By Anonymous Anonymous, at Fri Mar 05, 07:16:00 AM:

Part of the problem with medical torts is the conflation of "adverse outcome" with "error". People are going to die or get paralyzed or suffer strokes no matter what you do. The human body is far too complex to be a mere "do X get Y" sort of machine. Moreover, error is not preventable, no matter what tort lawyers say. It's not humanly possible. In fact, I would argue that the more layers of bureaucracy and checkers you put in the system, the more points of error you introduce. The sheer complexity of your error avoidance scheme increases, rather than reduces, error.

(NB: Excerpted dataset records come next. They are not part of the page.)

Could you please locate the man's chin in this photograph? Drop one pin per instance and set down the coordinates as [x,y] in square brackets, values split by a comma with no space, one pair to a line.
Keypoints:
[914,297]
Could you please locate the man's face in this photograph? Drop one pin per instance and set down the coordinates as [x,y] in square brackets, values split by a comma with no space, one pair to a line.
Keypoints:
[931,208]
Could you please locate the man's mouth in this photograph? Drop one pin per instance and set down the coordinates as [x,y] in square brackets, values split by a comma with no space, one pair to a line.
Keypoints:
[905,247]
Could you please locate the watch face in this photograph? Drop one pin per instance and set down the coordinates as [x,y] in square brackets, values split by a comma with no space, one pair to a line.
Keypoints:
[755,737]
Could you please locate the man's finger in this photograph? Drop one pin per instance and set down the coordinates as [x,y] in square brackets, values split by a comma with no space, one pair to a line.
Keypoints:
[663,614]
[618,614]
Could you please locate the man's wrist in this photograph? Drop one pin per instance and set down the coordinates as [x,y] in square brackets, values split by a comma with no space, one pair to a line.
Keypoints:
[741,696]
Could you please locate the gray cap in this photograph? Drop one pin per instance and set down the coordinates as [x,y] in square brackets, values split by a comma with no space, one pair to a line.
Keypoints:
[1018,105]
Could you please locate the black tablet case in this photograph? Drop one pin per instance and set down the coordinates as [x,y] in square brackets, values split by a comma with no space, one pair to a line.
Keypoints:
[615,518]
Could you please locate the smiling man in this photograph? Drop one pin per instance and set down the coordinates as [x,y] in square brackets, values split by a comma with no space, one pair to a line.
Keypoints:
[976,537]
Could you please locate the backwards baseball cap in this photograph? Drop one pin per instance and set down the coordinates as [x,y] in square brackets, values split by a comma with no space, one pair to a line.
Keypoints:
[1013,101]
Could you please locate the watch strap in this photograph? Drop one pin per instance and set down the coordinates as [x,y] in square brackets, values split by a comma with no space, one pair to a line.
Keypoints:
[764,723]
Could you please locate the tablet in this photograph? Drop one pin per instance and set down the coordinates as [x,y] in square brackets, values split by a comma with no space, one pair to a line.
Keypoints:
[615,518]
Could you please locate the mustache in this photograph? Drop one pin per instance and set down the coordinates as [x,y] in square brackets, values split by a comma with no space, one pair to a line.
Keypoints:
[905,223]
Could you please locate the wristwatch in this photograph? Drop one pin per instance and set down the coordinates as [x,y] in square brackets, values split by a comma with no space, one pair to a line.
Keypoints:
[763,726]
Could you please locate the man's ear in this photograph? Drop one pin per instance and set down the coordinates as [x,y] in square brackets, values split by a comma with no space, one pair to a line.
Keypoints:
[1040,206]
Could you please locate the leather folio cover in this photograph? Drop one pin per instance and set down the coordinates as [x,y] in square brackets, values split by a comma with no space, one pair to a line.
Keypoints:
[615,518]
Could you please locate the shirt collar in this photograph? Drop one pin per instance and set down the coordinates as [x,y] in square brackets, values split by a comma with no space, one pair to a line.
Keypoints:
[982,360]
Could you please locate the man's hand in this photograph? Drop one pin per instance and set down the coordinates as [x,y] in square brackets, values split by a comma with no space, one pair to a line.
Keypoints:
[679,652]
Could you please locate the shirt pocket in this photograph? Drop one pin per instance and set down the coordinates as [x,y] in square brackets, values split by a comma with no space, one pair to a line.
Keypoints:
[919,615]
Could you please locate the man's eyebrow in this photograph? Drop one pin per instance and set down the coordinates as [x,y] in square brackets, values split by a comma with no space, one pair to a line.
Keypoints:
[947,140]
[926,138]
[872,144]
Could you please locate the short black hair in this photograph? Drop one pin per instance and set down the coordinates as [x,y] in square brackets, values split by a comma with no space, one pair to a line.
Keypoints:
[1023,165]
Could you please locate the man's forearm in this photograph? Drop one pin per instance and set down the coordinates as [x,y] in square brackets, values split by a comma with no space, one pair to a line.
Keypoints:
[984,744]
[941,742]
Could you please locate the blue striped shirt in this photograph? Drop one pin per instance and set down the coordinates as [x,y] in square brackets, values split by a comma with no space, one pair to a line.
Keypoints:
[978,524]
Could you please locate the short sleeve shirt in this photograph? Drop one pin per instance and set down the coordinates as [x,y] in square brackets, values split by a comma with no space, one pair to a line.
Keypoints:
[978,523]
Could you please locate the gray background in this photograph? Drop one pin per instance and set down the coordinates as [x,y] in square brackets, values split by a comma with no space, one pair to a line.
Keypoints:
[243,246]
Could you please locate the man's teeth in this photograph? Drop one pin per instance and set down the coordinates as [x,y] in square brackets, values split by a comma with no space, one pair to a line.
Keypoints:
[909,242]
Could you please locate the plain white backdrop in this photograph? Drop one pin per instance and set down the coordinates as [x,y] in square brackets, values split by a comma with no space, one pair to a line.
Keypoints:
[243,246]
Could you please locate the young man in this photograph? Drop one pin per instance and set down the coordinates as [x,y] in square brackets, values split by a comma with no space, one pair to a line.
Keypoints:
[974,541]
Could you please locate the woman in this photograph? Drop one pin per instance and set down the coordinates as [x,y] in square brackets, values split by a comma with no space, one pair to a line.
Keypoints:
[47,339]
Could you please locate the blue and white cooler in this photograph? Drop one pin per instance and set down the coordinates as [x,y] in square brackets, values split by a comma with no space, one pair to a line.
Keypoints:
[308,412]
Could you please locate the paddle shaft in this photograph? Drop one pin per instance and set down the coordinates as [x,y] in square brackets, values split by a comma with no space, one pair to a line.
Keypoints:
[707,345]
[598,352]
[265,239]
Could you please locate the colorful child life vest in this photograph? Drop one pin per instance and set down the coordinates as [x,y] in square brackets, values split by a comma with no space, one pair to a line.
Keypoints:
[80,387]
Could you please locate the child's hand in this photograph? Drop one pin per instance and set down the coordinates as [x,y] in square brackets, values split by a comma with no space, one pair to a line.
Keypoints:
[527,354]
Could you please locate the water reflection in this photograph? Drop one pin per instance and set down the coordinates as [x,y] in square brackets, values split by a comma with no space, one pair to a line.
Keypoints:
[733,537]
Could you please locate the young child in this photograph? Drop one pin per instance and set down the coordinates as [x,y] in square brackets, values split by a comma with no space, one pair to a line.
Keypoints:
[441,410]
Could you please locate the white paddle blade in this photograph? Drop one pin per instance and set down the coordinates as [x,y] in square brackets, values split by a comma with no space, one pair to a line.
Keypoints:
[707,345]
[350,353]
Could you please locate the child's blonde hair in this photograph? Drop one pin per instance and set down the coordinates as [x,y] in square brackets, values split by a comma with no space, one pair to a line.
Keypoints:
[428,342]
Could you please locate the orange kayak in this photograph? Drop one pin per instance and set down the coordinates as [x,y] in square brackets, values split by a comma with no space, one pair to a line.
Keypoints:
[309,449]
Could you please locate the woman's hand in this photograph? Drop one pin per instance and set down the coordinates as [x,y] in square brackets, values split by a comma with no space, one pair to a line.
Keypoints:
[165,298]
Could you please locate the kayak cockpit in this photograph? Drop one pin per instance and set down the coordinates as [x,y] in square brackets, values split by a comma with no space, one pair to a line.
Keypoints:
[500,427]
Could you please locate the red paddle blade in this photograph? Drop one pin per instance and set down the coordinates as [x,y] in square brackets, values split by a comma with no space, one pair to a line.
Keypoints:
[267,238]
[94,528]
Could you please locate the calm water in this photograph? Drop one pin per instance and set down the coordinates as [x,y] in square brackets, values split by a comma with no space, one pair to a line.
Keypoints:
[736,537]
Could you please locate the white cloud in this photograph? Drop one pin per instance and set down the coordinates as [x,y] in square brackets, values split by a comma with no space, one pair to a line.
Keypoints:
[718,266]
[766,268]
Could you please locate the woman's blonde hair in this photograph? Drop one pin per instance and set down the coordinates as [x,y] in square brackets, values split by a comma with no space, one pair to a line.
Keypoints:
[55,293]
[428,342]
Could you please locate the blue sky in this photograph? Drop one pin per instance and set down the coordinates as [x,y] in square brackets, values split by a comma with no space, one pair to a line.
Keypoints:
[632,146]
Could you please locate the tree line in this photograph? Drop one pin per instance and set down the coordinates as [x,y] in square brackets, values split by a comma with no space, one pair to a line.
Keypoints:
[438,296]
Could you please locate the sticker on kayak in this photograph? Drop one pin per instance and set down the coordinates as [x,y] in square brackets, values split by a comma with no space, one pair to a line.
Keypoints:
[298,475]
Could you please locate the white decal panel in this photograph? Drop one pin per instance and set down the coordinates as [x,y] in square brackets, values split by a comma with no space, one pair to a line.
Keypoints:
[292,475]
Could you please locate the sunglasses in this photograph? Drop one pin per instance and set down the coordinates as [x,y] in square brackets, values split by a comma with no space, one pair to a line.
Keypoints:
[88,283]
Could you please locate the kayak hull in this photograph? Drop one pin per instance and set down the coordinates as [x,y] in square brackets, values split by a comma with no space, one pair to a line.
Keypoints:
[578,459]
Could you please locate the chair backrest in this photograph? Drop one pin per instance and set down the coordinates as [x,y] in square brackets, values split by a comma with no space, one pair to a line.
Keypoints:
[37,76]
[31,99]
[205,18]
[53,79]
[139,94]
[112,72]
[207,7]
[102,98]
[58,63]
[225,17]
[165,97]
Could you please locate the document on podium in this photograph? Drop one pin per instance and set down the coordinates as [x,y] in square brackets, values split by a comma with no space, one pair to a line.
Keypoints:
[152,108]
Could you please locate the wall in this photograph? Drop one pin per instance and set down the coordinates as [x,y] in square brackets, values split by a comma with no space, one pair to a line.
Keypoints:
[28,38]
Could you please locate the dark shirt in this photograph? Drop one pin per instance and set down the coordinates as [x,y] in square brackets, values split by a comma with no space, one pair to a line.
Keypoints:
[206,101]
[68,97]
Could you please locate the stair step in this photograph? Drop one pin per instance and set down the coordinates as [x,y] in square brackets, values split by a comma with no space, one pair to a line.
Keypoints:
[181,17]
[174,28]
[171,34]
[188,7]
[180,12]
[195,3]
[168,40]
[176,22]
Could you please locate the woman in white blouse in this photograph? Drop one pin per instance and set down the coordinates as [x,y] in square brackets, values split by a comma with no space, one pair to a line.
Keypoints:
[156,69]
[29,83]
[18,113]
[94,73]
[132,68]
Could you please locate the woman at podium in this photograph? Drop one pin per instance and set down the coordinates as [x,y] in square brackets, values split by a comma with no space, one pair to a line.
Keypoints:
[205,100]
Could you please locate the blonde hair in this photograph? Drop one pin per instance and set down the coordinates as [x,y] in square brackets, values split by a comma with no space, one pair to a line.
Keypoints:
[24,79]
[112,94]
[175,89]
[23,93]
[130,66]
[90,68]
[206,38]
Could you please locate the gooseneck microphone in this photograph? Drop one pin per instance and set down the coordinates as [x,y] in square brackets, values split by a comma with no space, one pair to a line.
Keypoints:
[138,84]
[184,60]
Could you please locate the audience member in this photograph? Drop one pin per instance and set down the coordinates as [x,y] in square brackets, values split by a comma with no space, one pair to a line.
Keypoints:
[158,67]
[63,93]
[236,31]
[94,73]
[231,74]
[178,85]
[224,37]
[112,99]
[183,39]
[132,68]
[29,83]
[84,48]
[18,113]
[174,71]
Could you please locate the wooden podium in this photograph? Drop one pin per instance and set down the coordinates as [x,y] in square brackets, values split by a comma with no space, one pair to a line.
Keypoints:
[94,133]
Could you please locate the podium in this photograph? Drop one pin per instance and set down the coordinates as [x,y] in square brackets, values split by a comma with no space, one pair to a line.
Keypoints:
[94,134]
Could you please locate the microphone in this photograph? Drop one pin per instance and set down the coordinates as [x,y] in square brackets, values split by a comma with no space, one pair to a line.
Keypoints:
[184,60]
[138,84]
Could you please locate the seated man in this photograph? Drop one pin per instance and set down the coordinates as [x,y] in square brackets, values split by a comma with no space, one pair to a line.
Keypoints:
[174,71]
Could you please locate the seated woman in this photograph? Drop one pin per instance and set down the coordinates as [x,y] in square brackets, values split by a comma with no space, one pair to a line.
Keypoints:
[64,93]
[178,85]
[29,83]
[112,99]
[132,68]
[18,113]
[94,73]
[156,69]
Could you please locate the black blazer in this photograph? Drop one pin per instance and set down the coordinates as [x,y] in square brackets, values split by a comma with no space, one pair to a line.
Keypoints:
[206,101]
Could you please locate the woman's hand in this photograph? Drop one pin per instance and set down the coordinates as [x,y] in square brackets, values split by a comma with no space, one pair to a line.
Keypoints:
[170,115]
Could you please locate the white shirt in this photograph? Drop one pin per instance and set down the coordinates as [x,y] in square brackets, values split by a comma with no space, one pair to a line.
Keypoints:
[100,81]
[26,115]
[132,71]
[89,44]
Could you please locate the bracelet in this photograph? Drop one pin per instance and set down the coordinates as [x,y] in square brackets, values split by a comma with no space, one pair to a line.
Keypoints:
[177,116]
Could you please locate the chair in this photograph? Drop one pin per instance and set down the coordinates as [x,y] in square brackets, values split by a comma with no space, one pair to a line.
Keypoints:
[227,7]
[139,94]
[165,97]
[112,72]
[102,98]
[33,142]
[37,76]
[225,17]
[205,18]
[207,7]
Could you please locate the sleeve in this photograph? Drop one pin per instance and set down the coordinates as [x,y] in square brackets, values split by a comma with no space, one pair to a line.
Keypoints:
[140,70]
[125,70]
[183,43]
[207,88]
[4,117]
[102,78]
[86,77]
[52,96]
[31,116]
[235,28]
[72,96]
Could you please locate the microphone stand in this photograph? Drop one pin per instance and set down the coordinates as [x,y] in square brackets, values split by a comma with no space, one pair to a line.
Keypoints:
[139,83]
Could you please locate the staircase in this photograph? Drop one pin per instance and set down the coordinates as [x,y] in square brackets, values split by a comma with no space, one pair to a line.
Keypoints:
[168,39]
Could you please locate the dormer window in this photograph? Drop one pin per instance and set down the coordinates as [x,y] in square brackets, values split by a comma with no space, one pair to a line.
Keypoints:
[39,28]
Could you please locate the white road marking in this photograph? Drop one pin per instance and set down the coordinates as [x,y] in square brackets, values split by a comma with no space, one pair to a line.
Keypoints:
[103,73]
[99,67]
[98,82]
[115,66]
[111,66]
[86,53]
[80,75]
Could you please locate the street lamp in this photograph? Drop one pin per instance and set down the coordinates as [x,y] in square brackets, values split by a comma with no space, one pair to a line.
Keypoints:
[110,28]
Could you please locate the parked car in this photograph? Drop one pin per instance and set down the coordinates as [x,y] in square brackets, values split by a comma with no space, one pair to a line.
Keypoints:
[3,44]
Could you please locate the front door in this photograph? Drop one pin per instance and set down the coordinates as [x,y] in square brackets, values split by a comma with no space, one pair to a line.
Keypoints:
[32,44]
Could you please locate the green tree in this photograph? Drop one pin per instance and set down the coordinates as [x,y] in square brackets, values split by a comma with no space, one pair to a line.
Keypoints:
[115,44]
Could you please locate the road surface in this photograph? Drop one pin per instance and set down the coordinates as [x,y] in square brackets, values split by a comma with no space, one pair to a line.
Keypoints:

This is partly because each chokepoint of the system is its own opportunity for error, and partly because complexity hides risks. The more complex the system the more difficult it will be to analyze and reason about its risks.  

By Blogger Georg Felis, at Fri Mar 05, 08:47:00 AM:

The bipartisan trade-off in a viable health care bill is obvious: Combine universal coverage with malpractice tort reform in health care.

Oh, yeah. Give only the Government doctors protection from the multi-billion dollar medical extortion...er...liability industry, that will improve our service. Not!  

By Blogger Cap'n Rusty, at Fri Mar 05, 10:58:00 AM:

Now it's the "American Association for Justice," but they used to be known as the "American Association of Trial Lawyers." Res ipsa loquitur.